Most car speakers are "coaxials" (2-way) or "triaxials" (3-way). There are also "component" speakers (AKA: "separates") which can be had, which are usually higher quality, more expensive, and usually require more power to drive them properly.
Coaxial and triaxial speakers are simply a 2 or 3 driver speaker system integrated into a single "speaker" package. They usually have a built-in simple passive crossover to divide and send the high frequencies to the tweeter and the lower frequencies to the midrange driver. Some of them don't have a crossover at all, and rely on natural rolloff frequencies to accomplish the same thing, albeit in a less precise manner.
Component speakers have separate drivers and a separate crossover, which is higher quality than the integrated crossovers in a coaxial speaker.

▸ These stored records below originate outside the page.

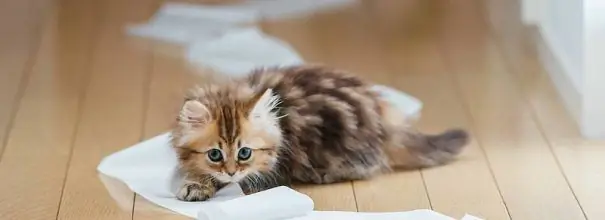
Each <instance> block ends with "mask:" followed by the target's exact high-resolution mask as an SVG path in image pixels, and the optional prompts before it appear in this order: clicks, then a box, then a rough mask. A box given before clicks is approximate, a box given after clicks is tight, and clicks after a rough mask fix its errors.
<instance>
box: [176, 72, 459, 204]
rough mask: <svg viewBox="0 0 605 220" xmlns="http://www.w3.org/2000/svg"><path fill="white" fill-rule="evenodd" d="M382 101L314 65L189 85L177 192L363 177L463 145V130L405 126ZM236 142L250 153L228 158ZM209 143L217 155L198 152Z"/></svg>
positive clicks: (451, 157) (353, 178) (189, 199)
mask: <svg viewBox="0 0 605 220" xmlns="http://www.w3.org/2000/svg"><path fill="white" fill-rule="evenodd" d="M392 108H393V107H392V106H389V105H387V104H386V102H383V101H381V99H380V98H379V95H378V94H377V93H375V92H373V91H372V90H371V89H370V87H369V85H368V84H366V83H365V82H364V81H362V80H361V79H359V78H357V77H355V76H353V75H350V74H347V73H343V72H341V71H338V70H334V69H330V68H326V67H321V66H296V67H286V68H268V69H261V70H257V71H254V72H253V73H252V74H250V76H249V77H247V78H244V79H238V80H234V81H231V82H228V83H225V84H223V85H212V86H208V87H203V88H198V89H196V90H195V91H194V93H193V94H192V95H190V96H188V97H187V100H186V102H185V104H184V105H183V110H182V111H181V114H180V116H179V120H178V124H177V126H175V128H174V130H173V132H172V134H173V145H174V147H175V149H176V150H177V152H178V155H179V161H180V164H181V171H182V172H183V174H185V176H186V177H187V182H185V184H184V186H183V187H182V189H181V191H179V193H178V194H177V196H178V197H179V198H180V199H183V200H187V201H192V200H204V199H206V198H208V197H210V196H211V195H207V194H208V193H213V192H215V191H216V189H217V188H220V187H221V186H222V185H223V184H225V183H228V182H239V183H240V185H241V186H242V187H243V188H244V190H245V191H246V192H248V193H252V192H257V191H261V190H265V189H268V188H272V187H275V186H279V185H288V184H290V182H291V181H296V182H303V183H316V184H326V183H334V182H339V181H347V180H356V179H366V178H370V177H372V176H375V175H378V174H380V173H384V172H388V171H391V170H392V169H394V168H420V167H428V166H435V165H440V164H444V163H446V162H449V161H451V160H452V159H454V157H455V156H456V155H457V154H459V152H460V151H461V149H462V148H463V147H464V146H465V145H466V142H467V139H468V135H467V134H466V132H465V131H463V130H459V129H454V130H450V131H446V132H444V133H442V134H439V135H425V134H421V133H418V132H414V131H412V130H410V129H409V128H406V127H405V126H404V125H403V117H401V116H400V115H399V116H397V117H395V114H392V111H393V109H392ZM242 147H249V148H251V149H253V153H252V154H253V156H252V158H251V159H250V160H248V161H238V160H237V157H236V156H235V155H237V153H238V150H239V149H240V148H242ZM213 148H217V149H220V150H221V151H222V152H224V160H223V161H221V162H219V163H213V162H211V161H210V160H209V159H208V150H210V149H213ZM226 173H235V174H234V175H233V176H229V175H227V174H226ZM192 189H193V190H192ZM195 189H197V190H195ZM200 191H203V192H207V193H200Z"/></svg>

They all work the same way though. They have a positive and negative terminal, and that is all you need to hook up as far as input from the amplifier is concerned. With component speakers you also have to connect the crossover to the tweeter and midrange driver, but I doubt you will be using component speakers.
As far as impedance goes, check to see what the impedance of the original speakers are. Ideally you want your replacement speakers to be the same nominal impedance. Car speakers are usually 4Ω, while home speakers are usually 8Ω. I don't know what PC speakers usually are.
Using speakers that are of a lower impedance than your amplifier is rated for is hard on a typical amplifier, because it doubles the current flow each time the impedance is halved, given the same amplifier output voltage. However, to a point, this can be countered by using a reasonable volume level (because the volume knob controls output voltage). For example, using 4Ω speakers with an amplifier that is rated for 8Ω is usually fine, as long as you don't get crazy with the volume. I wouldn't suggest connecting something ridiculous to your amplifier like a .5Ω load however (e.g., eight 4Ω speakers wired in parallel to a single channel).
Going in the other direction is perfectly safe; i.e., using speakers that are of a higher impedance than your amplifier is rated for. This actually makes life easier for your amplifier, though you will get less power from it (half the power at a given amplifier output voltage each time you double the speaker impedance).
Don't worry about the wattage that the speakers are rated for. The Logitech x230 amplifier only sends 6 watts x 2 to the mids and highs. Any car speakers can handle that; even cheap OEM ones from like an '81 Chevette.